Answer
The exact value of the expression is $1$.
Work Step by Step
The $\tan \left( -\frac{11\pi }{4} \right)$ lies in quadrant III.
Add $4\pi $ to $-\frac{11\pi }{4}$, to find a positive co-terminal angle less than $2\pi $.
$\begin{align}
& \alpha =\left( -\frac{11\pi }{4} \right)+4\pi \\
& =\frac{-11\pi +16\pi }{4} \\
& =\frac{5\pi }{4}
\end{align}$
The positive acute angle formed by the terminal side of $\theta $ and the x-axis is the reference angle ${\theta }'$.
Since, $\frac{5\pi }{4}$ angle lies in quadrant III, subtract $\pi $ from $\frac{5\pi }{4}$ to find the reference angle.
$\begin{align}
& \theta '=\frac{5\pi }{4}-\pi \\
& =\frac{5\pi -\pi }{4} \\
& =\frac{\pi }{4}
\end{align}$
The reference angle of $-\frac{11\pi }{4}$ is $\frac{\pi }{4}$.

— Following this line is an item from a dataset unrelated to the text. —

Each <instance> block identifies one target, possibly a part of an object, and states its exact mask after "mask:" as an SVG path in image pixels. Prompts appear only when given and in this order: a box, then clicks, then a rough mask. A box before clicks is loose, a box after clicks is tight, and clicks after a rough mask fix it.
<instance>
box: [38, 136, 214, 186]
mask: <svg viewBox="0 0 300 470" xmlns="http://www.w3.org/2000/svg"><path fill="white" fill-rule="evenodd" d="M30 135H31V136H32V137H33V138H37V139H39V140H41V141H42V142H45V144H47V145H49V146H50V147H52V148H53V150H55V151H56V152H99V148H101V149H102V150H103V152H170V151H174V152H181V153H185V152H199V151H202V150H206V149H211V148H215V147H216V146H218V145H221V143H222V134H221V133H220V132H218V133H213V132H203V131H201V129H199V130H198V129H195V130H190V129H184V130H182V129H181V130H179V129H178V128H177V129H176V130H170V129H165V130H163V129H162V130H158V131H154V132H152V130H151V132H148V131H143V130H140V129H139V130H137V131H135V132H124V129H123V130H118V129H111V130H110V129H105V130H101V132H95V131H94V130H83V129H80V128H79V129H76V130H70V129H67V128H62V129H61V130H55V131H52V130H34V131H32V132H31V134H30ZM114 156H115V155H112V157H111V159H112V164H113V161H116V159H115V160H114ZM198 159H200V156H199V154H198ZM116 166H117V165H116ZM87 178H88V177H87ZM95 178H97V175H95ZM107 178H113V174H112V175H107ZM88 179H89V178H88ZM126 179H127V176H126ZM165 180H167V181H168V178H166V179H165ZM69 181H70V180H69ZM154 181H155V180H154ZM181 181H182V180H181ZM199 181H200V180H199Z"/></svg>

The function value of the reference angle is
$\tan \frac{\pi }{4}=1$
The angle $-\frac{11\pi }{4}$ is in quadrant III and the tangent function is positive in quadrant III.
Therefore,
$\tan \left( -\frac{11\pi }{4} \right)=\tan \frac{\pi }{4}$
Substitute $1$ for $\tan \frac{\pi }{4}$.
$\tan \left( -\frac{11\pi }{4} \right)=1$
The exact value of the expression is $1$.